This is a very tasty chicken dish, and easy to throw together. I have made this for myself and DH, so it will serve 2-3 hungry people, it's the perfect meal for a smaller family. This whole dish is prepared in an extra large frypan on top of stove, but if desired you may place the frypan in the oven (at 325 degrees) to cook the rice and chicken, just be certain to use an oven-safe frypan with lid. If you do not have a large enough frypan, just use a non-stick larger size pot.

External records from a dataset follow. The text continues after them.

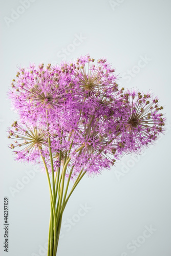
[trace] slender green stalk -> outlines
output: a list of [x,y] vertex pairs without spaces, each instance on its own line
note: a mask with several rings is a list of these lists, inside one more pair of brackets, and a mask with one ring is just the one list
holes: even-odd
[[50,241],[50,255],[53,255],[53,244],[54,244],[54,232],[53,227],[54,227],[54,221],[53,221],[53,209],[52,206],[52,203],[51,204],[51,238]]
[[49,236],[48,236],[48,248],[47,256],[50,256],[50,243],[51,241],[51,213],[50,215],[49,220]]
[[[41,151],[42,151],[41,147],[39,146],[39,149],[40,150],[40,153],[41,159],[42,159],[43,163],[44,164],[44,166],[45,166],[45,170],[46,170],[46,173],[47,176],[48,178],[48,184],[49,184],[50,196],[50,199],[51,199],[51,207],[52,207],[52,209],[51,208],[52,210],[51,210],[51,240],[50,240],[51,242],[50,242],[50,256],[52,256],[52,254],[51,254],[51,253],[52,253],[52,248],[53,248],[52,243],[52,241],[53,241],[52,240],[53,239],[53,238],[54,238],[54,248],[55,248],[55,247],[56,247],[56,222],[55,206],[54,205],[54,202],[53,197],[53,195],[52,195],[51,182],[50,182],[50,180],[48,167],[47,167],[47,165],[46,164],[45,158],[44,158],[44,157],[41,153]],[[53,221],[53,220],[54,220],[54,221]],[[54,233],[54,236],[53,236],[53,226],[54,226],[54,230],[55,230],[55,232]],[[52,231],[53,231],[53,233],[52,233]]]
[[[48,137],[48,143],[49,143],[49,155],[50,155],[50,158],[51,159],[51,170],[52,170],[53,193],[53,195],[54,196],[55,195],[54,170],[54,167],[53,167],[53,162],[52,150],[51,150],[51,142],[50,138],[49,137],[49,135]],[[54,204],[55,204],[55,198],[54,198]]]
[[71,197],[71,195],[72,194],[73,192],[74,191],[75,188],[77,186],[78,184],[80,181],[80,180],[81,180],[81,179],[82,178],[82,177],[84,176],[84,175],[86,174],[86,172],[84,172],[83,173],[83,174],[82,174],[82,175],[80,176],[80,178],[77,180],[77,182],[75,182],[74,185],[73,185],[72,189],[71,190],[71,191],[70,191],[70,194],[69,194],[69,195],[68,195],[67,199],[66,200],[63,210],[64,210],[66,206],[67,205],[67,202],[68,202],[68,200],[69,200],[69,198]]

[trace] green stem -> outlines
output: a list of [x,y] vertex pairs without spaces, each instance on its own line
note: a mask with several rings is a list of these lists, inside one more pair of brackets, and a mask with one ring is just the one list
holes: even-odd
[[51,150],[51,140],[49,137],[49,135],[48,137],[48,143],[49,143],[49,155],[50,158],[51,159],[51,170],[52,170],[52,186],[53,186],[53,193],[54,195],[54,202],[55,205],[55,177],[54,177],[54,170],[53,168],[53,162],[52,158],[52,150]]
[[50,256],[50,241],[51,241],[51,213],[50,216],[49,220],[49,236],[48,236],[48,254],[47,256]]
[[51,204],[51,239],[50,239],[50,256],[53,255],[53,244],[54,244],[54,222],[53,222],[53,209],[52,203]]
[[68,195],[68,197],[67,197],[67,198],[65,202],[65,205],[64,205],[64,207],[63,207],[63,210],[64,210],[64,209],[66,208],[66,206],[67,205],[68,201],[69,200],[69,198],[71,197],[71,195],[72,194],[73,192],[74,191],[75,188],[77,186],[78,184],[80,181],[80,180],[81,180],[81,179],[82,178],[82,177],[84,176],[84,175],[86,174],[86,172],[84,172],[82,174],[82,175],[80,176],[80,177],[79,177],[79,178],[78,179],[78,177],[77,177],[77,180],[75,181],[75,183],[74,183],[74,185],[73,185],[72,189],[70,191],[70,194],[69,194],[69,195]]

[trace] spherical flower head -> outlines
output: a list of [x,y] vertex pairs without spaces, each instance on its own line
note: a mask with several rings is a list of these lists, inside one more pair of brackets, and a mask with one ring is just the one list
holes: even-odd
[[105,59],[99,59],[96,65],[94,61],[95,59],[88,55],[78,58],[76,64],[72,63],[74,81],[78,88],[86,96],[117,91],[115,70]]
[[160,106],[158,98],[150,92],[144,94],[128,91],[124,94],[123,99],[127,116],[120,124],[121,139],[126,152],[140,153],[163,133],[165,118],[161,111],[163,108]]
[[35,163],[40,158],[40,148],[48,146],[47,129],[35,127],[31,130],[27,125],[15,121],[8,128],[8,138],[13,140],[10,147],[18,161]]
[[39,121],[39,126],[44,125],[47,113],[49,116],[55,114],[56,118],[57,115],[59,118],[63,108],[71,102],[74,92],[71,93],[69,82],[61,67],[52,70],[50,64],[46,68],[43,64],[31,65],[17,72],[9,97],[23,121],[35,125]]

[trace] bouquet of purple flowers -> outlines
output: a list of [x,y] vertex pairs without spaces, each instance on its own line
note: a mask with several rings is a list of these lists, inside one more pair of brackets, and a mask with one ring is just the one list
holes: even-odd
[[42,163],[48,178],[48,256],[56,255],[64,209],[83,176],[110,169],[125,154],[139,154],[164,131],[158,98],[124,92],[106,60],[94,60],[86,55],[19,69],[9,93],[19,115],[8,129],[10,147],[18,161]]

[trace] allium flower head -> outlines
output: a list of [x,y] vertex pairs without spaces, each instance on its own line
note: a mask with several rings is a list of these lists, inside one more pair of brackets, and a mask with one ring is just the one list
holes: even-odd
[[50,173],[52,159],[55,172],[69,161],[66,177],[71,170],[72,179],[82,169],[100,173],[164,131],[158,99],[124,93],[105,59],[96,64],[88,55],[54,66],[33,65],[16,76],[9,97],[19,119],[9,129],[15,140],[10,146],[19,161],[41,156]]
[[122,96],[128,115],[122,121],[124,131],[122,139],[127,152],[140,152],[164,131],[165,118],[160,111],[163,108],[149,92],[128,91]]

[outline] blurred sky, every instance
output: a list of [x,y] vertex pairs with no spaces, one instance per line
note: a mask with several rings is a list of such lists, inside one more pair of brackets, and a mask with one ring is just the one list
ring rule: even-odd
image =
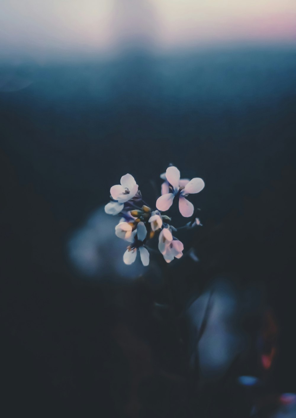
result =
[[295,0],[1,0],[0,54],[296,42]]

Although I have only prepared this recipe using the stated amounts, I am guessing that this may be doubled successfully, maybe 2 cups rice with 5 cups of broth, with 2 cans of diced tomatoes.
- 2 lbs bone-in chicken legs with thigh
- 2 tablespoons oil
- 1 large onion, coarsley chopped
- 3 -4 fresh minced garlic cloves (or to taste)
- 1 cup chopped celery (optional)
- 1 cup long-grain white rice
- 1 (14 1/2 ounce) diced tomatoes
- 3 cups good quality chicken broth
- 3 tablespoons capers (or to taste)
- 1⁄4-1⁄2 teaspoon cayenne pepper (or to taste)
- 14 -15 green Spanish olives (with pimento, or to taste)
- 3⁄4-1 cup frozen peas, thawed
- 1 (7 ounce) jar roasted peppers, strips
- Season chicken pieces with salt and pepper.
- Brown chicken in an extra large frypan (with a tight-fitting lid) on all sides; remove to a plate.
- In the same frypan, Saute onion, garlic and chopped celery (if using).
- Stir in rice; cook and stir for 1 minute.
- Add in diced tomatoes (with juice) chicken broth, capers and cayenne pepper; mix to combine.
- Place and press the browned chicken down into the liquid.
- Cover the pan with lid.
- Bring to a slow simmer; reduce heat to very low.
- Cook until rice is tender (about 30-40 minutes).
- Add/stir in the olives and peas with a wooden spoon.
- Arrange the roasted pepper strips on top of the rice.
- Cover pan again for about 3-5 minutes, or until peas are hot.